Re: Batch writing from Flink streaming job
If you want to write in batches from a streaming source you always will need some state ie a state database (here a NoSQL database such as a key value store makes sense). Then you can grab the data at certain points in time and convert it to Avro. You need to make sure that the state is logically consistent (eg all from the last day) to avoid that events arrive later then expected and they are not in the files.
You can write your own sink, but it would require some state database to write the data afterwards as batch.
Maybe this could be a generic Flink component, ie writing to a state database to later write a logical consistent (ok this is defined by the application) state into other sinks (CSVsink, avrosink etc).

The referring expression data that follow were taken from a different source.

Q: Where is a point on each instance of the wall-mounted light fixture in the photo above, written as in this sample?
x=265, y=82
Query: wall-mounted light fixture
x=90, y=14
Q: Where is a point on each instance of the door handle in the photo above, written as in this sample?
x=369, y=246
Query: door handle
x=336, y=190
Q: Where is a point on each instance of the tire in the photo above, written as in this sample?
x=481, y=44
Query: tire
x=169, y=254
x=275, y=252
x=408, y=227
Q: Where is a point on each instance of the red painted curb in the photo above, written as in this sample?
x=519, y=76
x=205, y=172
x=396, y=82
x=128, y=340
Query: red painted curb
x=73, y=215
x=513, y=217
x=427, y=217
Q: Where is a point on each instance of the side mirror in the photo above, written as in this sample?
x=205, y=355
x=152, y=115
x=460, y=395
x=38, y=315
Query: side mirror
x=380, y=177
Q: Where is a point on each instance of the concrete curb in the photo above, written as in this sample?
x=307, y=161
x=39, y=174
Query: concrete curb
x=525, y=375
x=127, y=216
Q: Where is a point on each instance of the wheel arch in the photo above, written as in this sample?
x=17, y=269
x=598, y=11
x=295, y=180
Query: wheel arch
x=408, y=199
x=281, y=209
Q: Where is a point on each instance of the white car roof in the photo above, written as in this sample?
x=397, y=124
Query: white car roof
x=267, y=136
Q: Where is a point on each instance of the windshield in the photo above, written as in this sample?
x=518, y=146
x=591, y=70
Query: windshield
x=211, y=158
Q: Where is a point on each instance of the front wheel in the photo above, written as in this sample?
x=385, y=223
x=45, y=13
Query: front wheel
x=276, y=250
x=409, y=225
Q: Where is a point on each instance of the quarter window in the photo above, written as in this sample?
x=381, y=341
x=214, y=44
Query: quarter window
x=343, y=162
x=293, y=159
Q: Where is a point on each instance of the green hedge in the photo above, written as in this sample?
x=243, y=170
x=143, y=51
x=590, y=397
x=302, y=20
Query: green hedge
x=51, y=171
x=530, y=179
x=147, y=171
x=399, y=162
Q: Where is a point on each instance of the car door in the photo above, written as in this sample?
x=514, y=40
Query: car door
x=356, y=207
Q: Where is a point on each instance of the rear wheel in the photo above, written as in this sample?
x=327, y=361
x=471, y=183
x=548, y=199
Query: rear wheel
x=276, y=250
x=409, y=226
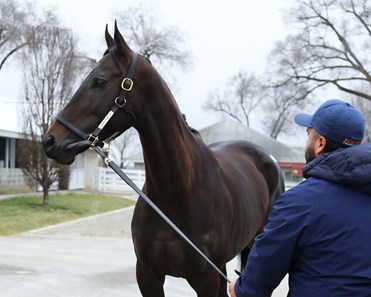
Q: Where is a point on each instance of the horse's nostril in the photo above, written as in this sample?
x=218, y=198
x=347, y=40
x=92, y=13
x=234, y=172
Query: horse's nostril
x=49, y=142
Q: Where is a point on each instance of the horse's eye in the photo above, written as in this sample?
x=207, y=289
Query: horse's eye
x=99, y=82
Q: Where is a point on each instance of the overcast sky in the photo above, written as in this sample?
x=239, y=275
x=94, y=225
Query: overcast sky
x=222, y=36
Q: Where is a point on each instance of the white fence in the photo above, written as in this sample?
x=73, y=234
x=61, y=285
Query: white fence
x=12, y=178
x=110, y=182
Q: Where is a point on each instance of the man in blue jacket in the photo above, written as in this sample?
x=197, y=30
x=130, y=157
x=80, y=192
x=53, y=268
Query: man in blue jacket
x=319, y=232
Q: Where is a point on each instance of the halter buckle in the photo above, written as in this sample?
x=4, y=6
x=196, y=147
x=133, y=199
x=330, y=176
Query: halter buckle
x=127, y=84
x=94, y=139
x=118, y=104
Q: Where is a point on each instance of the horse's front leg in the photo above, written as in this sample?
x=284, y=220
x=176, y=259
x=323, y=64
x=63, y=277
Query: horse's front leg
x=150, y=285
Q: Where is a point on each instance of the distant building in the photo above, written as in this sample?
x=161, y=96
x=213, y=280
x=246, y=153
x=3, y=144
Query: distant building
x=291, y=159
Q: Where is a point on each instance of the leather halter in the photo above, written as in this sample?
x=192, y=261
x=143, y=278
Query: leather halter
x=120, y=103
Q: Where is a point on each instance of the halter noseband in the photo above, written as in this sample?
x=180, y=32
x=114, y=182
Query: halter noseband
x=120, y=103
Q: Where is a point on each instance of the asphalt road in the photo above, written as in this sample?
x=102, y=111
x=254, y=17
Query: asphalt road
x=84, y=258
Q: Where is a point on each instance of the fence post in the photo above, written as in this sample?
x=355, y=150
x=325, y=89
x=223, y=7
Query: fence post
x=91, y=165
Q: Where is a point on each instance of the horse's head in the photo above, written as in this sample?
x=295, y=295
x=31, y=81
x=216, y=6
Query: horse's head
x=105, y=104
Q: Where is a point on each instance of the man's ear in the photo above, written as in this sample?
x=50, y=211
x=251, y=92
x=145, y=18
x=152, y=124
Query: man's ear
x=320, y=146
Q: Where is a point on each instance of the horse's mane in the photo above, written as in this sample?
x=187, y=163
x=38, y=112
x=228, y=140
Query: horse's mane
x=193, y=130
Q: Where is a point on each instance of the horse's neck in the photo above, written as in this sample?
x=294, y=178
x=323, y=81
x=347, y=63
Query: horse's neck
x=170, y=152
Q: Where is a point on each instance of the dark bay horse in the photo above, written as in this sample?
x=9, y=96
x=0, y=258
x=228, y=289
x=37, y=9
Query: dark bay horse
x=218, y=195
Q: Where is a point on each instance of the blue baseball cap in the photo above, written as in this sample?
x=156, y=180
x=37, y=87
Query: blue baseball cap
x=336, y=120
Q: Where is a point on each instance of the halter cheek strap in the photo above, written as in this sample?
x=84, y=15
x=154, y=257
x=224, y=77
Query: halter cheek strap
x=120, y=103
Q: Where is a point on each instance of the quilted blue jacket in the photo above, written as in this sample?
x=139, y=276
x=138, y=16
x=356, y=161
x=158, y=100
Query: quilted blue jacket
x=319, y=232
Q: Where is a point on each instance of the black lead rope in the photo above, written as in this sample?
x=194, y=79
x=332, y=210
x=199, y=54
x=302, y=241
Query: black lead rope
x=124, y=177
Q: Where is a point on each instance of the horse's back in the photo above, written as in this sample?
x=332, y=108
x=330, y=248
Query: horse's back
x=243, y=155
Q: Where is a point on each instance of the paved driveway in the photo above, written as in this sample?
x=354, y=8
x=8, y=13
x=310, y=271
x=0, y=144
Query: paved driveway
x=88, y=257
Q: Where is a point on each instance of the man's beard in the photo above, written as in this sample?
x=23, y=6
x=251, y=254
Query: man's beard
x=309, y=154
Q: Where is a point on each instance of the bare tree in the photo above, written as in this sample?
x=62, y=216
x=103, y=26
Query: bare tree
x=161, y=44
x=240, y=97
x=50, y=67
x=15, y=32
x=280, y=106
x=330, y=47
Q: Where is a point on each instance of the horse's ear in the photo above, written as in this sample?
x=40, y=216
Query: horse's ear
x=109, y=40
x=122, y=47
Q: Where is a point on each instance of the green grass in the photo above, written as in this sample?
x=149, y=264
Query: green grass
x=23, y=214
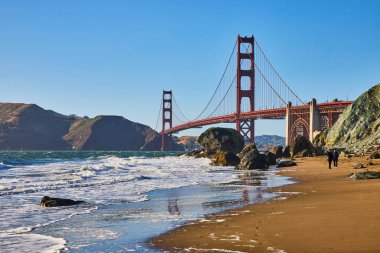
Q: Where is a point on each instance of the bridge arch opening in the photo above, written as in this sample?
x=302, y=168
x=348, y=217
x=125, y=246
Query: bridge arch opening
x=245, y=64
x=299, y=128
x=245, y=48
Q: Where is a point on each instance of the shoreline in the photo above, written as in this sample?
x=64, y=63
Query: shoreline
x=329, y=212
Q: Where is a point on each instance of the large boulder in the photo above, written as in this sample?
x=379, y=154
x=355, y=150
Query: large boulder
x=301, y=147
x=203, y=153
x=54, y=202
x=358, y=127
x=155, y=144
x=320, y=139
x=222, y=158
x=277, y=150
x=251, y=159
x=222, y=139
x=270, y=158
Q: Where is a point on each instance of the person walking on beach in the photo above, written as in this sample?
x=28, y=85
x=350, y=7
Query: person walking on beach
x=329, y=157
x=335, y=158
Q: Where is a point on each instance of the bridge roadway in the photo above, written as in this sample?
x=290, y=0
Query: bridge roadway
x=278, y=113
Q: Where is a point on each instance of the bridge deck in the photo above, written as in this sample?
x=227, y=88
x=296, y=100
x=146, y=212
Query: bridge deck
x=278, y=113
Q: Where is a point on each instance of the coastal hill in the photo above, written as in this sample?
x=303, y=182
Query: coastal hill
x=30, y=127
x=358, y=127
x=108, y=133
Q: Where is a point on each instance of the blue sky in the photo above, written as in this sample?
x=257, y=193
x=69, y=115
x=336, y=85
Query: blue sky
x=115, y=57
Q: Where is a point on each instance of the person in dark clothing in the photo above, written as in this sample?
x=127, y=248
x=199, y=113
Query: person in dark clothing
x=329, y=157
x=335, y=158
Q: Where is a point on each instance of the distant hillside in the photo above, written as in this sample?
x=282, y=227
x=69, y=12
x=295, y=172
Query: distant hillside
x=30, y=127
x=358, y=127
x=108, y=133
x=24, y=126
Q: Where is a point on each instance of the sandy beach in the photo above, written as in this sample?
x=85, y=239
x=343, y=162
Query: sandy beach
x=325, y=211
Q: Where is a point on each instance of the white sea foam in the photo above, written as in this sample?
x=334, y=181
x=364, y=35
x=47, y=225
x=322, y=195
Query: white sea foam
x=104, y=180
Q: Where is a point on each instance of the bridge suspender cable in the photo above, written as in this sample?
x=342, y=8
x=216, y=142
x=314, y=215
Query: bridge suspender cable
x=158, y=116
x=282, y=80
x=266, y=80
x=220, y=82
x=179, y=109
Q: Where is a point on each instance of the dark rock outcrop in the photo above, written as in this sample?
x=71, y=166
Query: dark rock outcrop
x=222, y=158
x=277, y=150
x=54, y=202
x=270, y=158
x=375, y=155
x=301, y=147
x=204, y=153
x=189, y=143
x=155, y=144
x=222, y=139
x=251, y=159
x=286, y=152
x=320, y=139
x=286, y=163
x=358, y=127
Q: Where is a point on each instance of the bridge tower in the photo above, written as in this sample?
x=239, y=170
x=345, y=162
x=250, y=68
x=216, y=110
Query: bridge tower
x=167, y=114
x=245, y=127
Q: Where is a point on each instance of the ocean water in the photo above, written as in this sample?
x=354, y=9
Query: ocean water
x=130, y=197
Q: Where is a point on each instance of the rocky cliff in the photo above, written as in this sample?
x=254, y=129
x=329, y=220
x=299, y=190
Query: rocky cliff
x=358, y=127
x=30, y=127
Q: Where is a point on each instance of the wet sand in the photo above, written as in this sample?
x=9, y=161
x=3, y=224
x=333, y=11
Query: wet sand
x=324, y=212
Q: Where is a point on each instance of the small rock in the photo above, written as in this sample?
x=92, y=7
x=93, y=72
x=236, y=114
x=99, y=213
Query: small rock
x=222, y=158
x=270, y=158
x=359, y=166
x=365, y=175
x=286, y=163
x=53, y=202
x=375, y=155
x=370, y=163
x=277, y=150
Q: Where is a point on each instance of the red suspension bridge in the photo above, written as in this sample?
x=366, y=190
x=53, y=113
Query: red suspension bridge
x=250, y=89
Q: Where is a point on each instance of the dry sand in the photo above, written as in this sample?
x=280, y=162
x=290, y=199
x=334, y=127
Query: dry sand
x=327, y=212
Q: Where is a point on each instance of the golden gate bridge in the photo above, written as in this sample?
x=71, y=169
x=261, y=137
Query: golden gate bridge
x=250, y=89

> On 13. May 2018, at 14:02, Padarn Wilson <padarn@xxxxxxxxx> wrote:
> Hi all,
> I am writing some some jobs intended to run using the DataStream API using a Kafka source. However we also have a lot of data in Avro archives (of the same Kafka source). I would like to be able to run the processing code over parts of the archive so I can generate some "example output".
> I've written the transformations needed to read the data from the archives and process the data, but now I'm trying to figure out the best way to write the results of this to some storage.
> At the moment I can easily write to Json or CSV using the bucketing sink (although I'm curious about using the watermark time rather than system time to name the buckets), but I'd really like to store to something smaller like Avro.
> However I'm not sure this make sense. Writing to a compressed file format in this way from a streaming job doesn't sound intuitively right. What would make the most sense. I could write to some temporary database and then pipe that into an archive, but this seems like a lot of trouble. Is there a way to pipe the output directly into the batch API of flink?